I now have a food provisioning day planned that will take me to Sheffield Moor Market to buy Hong Kong inspired green tea ice cream from Yee Kwan and coffee from Cafeology, to J.H.Mann to buy fresh fish (on Sharrow Road) and to John Crawshaw’s Butchers in Hillsborough for beef, to Moss Valley Fine Meats to buy pork, and to La Bon Vin on Brightside Lane to buy wine or perhaps Mitchell’s Wine Merchants on Meadowhead for wine or whisky…and that is just getting started. There are 50 recipes and about as many businesses represented in the book.  All the food looks good and all beckon a taste.

The book also offers food with a story.  Through the book we get to know about each contributor. We learn about how Bryan Unkles, founder of Cafeology, came to be concerned about sourcing and selling coffee that is as ethical as possible and how Simon Ellis, a former lorry driver, came to start making and selling jams, chutneys and vinegars based around hedgerow findings. We are introduced to Eddie Andrew who moved back to his parent’s dairy to help them to diversify their business and survive the milk crisis via what was to become Our Cow Molly and to Jez Daughtry, who started Sheffield Honey with a network of hives all over the region after being made redundant from an IT company in 2009.

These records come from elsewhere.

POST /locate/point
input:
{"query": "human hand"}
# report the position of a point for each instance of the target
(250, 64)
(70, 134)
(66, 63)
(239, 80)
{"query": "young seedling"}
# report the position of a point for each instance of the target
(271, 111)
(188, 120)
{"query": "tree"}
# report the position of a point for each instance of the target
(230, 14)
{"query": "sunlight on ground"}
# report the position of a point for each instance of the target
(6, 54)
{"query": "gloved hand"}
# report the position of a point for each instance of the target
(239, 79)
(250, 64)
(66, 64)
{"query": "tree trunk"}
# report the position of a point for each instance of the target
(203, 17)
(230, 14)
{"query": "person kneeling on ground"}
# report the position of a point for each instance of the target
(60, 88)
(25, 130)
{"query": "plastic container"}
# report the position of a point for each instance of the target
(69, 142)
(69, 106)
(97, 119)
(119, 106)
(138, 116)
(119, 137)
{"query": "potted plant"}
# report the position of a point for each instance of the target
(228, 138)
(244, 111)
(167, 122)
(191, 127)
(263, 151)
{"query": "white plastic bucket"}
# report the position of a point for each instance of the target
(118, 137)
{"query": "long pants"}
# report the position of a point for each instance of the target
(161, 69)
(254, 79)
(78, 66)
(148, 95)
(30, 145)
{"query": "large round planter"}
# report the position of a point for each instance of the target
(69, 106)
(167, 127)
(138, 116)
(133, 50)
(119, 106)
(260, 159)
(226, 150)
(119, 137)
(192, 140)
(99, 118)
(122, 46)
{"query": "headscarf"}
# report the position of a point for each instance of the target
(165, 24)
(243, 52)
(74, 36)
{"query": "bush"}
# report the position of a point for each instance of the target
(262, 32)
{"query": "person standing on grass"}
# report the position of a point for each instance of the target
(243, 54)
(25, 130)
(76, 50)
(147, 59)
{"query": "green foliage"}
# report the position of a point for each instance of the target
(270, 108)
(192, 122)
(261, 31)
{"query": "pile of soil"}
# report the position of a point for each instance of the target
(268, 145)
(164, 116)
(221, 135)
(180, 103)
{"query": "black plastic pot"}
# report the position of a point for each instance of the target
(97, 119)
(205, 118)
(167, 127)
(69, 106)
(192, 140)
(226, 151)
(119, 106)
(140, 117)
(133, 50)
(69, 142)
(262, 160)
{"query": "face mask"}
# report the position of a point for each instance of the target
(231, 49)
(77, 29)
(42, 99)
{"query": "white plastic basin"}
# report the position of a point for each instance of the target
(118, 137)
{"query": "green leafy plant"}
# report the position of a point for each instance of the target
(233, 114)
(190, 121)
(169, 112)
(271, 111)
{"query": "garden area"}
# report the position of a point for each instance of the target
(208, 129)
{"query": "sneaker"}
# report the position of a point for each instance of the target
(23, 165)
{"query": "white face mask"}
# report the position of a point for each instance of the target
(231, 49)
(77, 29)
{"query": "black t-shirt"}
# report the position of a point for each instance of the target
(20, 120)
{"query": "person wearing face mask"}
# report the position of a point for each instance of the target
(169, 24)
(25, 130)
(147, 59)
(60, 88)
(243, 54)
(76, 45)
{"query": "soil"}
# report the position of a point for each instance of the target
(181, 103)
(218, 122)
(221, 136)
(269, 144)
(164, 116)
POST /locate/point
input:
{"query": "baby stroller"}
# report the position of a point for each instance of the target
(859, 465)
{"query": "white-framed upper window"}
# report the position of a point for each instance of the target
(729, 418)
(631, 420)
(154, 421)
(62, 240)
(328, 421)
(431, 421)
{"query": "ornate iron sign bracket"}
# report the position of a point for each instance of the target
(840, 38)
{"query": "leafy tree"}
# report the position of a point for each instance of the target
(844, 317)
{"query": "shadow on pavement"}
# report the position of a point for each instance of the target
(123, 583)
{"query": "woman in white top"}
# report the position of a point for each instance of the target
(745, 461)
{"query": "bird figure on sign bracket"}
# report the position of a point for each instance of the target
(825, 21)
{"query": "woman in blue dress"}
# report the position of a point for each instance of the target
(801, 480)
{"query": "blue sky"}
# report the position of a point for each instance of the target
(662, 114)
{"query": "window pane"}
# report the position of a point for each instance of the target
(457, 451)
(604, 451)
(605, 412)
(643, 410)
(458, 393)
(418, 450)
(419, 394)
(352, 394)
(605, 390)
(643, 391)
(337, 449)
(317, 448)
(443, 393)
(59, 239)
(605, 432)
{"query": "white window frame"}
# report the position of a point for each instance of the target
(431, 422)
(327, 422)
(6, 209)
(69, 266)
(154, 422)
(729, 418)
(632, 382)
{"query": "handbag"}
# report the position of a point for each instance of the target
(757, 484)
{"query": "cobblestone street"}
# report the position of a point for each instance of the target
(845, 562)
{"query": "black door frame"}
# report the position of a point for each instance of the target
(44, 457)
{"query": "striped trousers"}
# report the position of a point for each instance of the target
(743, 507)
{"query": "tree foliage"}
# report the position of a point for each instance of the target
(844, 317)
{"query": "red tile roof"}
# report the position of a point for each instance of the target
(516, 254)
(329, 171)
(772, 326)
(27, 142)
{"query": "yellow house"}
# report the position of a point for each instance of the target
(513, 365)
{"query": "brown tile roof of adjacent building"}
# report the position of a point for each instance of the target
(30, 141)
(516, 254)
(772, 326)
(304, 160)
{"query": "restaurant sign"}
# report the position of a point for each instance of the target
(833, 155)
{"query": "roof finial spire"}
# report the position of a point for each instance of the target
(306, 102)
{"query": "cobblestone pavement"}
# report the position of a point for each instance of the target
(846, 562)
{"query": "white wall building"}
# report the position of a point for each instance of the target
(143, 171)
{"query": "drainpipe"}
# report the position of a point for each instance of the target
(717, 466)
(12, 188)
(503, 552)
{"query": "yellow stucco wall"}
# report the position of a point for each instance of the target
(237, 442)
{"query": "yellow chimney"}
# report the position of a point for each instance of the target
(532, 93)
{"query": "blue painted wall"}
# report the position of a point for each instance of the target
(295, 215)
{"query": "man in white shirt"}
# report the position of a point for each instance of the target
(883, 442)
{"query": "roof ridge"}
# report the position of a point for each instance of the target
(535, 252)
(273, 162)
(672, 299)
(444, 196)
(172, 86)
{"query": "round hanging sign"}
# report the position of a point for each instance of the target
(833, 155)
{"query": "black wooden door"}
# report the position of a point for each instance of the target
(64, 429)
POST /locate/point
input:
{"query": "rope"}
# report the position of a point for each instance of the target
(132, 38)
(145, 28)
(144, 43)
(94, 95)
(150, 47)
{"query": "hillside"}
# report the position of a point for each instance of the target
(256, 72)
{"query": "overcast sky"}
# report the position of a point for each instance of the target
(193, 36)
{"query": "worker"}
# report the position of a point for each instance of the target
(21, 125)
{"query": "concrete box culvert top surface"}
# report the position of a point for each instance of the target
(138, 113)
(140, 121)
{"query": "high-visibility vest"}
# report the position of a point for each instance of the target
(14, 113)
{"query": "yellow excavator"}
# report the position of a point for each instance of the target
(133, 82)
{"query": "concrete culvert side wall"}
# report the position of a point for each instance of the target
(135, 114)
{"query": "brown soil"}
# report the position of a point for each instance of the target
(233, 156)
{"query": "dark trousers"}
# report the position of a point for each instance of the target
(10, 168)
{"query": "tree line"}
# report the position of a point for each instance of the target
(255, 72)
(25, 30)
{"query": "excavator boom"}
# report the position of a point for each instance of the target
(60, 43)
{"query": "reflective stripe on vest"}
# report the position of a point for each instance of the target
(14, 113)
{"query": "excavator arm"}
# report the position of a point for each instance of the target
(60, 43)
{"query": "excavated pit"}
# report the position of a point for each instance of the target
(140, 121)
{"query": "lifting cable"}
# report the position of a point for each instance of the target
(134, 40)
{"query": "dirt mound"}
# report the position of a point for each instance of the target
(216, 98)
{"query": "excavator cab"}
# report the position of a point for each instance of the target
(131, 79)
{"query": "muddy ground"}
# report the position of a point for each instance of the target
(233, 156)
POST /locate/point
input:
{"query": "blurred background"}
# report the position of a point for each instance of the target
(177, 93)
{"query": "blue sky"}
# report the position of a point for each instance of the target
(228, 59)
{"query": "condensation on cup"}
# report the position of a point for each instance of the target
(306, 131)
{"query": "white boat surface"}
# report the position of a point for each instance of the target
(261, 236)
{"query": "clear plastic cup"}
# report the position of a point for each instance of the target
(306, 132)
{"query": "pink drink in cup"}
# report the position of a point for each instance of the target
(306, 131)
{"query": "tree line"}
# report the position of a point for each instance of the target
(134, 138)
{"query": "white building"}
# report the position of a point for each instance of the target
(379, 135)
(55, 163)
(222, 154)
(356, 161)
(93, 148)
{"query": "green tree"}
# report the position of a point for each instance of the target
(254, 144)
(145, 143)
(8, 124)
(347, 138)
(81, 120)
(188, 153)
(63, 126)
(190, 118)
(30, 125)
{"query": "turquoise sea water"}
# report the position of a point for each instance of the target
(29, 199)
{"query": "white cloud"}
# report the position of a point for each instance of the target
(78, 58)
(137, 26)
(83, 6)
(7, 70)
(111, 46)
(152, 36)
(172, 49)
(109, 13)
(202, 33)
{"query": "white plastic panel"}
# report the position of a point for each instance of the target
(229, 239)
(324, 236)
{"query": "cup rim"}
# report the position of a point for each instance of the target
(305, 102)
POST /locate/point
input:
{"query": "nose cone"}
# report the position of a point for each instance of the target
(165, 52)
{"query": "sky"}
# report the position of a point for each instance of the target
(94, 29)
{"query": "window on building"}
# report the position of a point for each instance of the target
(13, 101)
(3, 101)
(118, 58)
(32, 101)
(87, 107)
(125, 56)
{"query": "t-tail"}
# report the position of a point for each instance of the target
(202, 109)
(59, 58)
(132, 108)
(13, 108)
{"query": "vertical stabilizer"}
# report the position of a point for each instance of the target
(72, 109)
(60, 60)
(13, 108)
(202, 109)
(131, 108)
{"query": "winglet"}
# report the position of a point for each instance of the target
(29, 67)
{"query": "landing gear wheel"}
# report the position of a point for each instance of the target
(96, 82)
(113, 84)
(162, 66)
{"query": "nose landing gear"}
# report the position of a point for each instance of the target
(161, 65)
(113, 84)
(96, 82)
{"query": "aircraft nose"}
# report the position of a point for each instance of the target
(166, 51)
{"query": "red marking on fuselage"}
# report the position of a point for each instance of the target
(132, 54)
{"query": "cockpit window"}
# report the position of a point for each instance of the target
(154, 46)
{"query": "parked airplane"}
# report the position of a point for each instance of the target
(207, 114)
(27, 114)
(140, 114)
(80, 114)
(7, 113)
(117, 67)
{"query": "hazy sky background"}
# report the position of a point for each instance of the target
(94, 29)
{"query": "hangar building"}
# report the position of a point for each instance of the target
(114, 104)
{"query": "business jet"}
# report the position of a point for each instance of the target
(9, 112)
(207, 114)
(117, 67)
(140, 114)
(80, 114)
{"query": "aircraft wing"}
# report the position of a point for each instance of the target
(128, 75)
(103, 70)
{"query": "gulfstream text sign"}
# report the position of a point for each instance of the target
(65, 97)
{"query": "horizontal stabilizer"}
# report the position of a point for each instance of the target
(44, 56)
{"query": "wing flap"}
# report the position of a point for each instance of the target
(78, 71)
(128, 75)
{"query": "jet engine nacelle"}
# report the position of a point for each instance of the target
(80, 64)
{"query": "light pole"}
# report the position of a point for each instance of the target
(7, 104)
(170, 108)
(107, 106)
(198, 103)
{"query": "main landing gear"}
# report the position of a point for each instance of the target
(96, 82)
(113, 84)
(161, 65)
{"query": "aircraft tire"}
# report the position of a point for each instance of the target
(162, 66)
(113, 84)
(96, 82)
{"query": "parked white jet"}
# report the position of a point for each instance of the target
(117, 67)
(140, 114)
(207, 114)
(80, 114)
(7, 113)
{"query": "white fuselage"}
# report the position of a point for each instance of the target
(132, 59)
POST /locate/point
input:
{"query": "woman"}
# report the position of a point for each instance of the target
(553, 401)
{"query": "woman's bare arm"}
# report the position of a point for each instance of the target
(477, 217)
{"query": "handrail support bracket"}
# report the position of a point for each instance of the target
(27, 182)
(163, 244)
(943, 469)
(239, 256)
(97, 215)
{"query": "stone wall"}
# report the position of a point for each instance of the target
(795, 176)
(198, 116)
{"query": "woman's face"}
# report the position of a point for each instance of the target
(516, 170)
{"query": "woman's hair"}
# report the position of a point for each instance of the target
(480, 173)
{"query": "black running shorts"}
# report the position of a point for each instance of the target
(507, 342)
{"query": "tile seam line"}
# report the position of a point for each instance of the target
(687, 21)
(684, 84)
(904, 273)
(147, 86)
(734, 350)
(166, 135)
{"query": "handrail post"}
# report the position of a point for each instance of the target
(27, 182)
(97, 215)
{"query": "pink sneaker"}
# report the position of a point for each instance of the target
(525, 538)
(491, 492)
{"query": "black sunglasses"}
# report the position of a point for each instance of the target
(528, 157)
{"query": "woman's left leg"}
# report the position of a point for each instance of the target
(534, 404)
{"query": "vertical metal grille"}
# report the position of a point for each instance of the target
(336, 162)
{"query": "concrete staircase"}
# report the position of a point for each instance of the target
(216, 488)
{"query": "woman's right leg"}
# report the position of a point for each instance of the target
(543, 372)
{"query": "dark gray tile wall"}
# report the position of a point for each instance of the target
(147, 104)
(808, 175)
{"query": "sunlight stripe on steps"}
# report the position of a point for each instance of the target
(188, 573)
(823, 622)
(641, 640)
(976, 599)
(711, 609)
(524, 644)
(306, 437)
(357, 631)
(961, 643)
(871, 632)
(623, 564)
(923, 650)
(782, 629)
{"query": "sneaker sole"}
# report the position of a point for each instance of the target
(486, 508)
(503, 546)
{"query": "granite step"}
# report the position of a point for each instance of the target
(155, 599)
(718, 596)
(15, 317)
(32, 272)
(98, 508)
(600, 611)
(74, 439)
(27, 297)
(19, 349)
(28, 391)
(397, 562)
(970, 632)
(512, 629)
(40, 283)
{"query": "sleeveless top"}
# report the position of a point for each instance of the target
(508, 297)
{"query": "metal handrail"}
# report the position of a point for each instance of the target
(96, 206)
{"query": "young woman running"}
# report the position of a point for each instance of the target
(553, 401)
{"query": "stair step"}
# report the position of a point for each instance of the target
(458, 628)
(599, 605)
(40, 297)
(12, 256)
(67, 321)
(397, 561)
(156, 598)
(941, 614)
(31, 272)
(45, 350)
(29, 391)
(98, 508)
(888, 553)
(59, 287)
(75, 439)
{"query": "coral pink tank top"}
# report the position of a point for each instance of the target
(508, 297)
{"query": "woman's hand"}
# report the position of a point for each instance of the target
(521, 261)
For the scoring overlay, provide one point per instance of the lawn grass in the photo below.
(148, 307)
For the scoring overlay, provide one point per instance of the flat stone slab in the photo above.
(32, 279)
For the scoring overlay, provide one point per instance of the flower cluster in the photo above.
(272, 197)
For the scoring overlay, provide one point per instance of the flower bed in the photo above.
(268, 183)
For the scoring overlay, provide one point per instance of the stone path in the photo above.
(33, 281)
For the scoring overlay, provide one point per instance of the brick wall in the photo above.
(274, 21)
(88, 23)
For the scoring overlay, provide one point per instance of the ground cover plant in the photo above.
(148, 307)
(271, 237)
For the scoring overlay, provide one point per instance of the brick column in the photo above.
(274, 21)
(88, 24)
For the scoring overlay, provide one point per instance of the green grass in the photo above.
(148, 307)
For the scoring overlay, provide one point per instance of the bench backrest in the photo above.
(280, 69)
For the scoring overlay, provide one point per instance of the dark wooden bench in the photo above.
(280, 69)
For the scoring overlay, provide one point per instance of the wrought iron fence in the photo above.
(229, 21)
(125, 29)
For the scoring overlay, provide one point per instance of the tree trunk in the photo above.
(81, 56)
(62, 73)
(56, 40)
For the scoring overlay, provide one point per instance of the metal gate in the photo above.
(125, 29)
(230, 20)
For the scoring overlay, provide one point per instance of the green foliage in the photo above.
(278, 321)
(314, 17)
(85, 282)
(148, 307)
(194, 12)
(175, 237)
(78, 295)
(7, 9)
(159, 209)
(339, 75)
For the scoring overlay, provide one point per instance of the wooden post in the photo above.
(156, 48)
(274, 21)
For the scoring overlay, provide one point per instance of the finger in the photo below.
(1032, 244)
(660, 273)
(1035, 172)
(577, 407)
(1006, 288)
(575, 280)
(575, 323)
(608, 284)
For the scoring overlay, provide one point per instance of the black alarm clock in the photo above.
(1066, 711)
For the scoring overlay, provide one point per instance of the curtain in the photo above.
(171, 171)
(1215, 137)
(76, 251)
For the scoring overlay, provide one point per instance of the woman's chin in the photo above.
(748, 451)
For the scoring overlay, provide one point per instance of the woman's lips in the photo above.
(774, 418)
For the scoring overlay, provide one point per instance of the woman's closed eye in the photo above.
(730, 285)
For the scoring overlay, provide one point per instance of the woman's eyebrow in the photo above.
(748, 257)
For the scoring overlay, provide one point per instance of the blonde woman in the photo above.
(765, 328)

Some time ago now I wrote a paper for a geography journal called Buying Local Food: Shopping Practices, Place, and Consumption Networks in Defining Food as Local.  In the paper I argued that the idea of local is defined situationally. In the paper I also pointed out that the idea of local can be used to obfuscate a real back story that is not at all local while at the same time seeks to mobilise consumer anxiety about the food system and can reinforce racial and class divisions.  What is refreshing about this cookbook and the way in which it presents the cooks and the recipes, is the way that the idea of local food is not entirely one that is corrupted.  It advocates sourcing from the local context when possible, but it does not assert a call for exclusively local or a defensive local.  The cookbook has inspired me to go and forage through this city and to be grateful for what is available to me in this place by exploring what is available from these represented businesses but also from the myriad of others that are not represented, but which also contribute to the local food landscape of Sheffield. GeoFoodieI have written about a local food event concerning food focused community support efforts in Sheffield, which was attended by a number of those involved with the cookbook. If I were consulted I would also have included the following businesses in the cookbook:

  • New Roots, a small not-for-profit shop that gives its proceeds to help support refugees in Sheffield.
  • Ozman Market, an international market with low prices, a wonderful fruit and veg selection and extensive stocks of sauces and dry goods from other parts of the world.  The goods are not particularly sourced locally, but they serve a very local, international community residing in Sheffield whose foodways are not being served by the large supermarkets.
  • China Red, billed as Sheffield’s best Chinese restaurant, I would have to agree.  They even serve my favorite aubergine dish.

This post was part of the Daily Post Weekly photo challenge. The theme was Extra, Extra. We were challenged to introduce a photo with something that adds a little extra. I think this cookbook offers a little extra and in doing so shows that Sheffield has a bit extra as well.

2 thoughts on “Buying (and cooking) Local Food

  1. Sounds like an interesting book. And thank you for linking to your paper, I have bookmarked that for a proper read soon. I have recently been thinking more and more about the pros and cons of local food and it’s great to see other people’s views and opinions on this topic.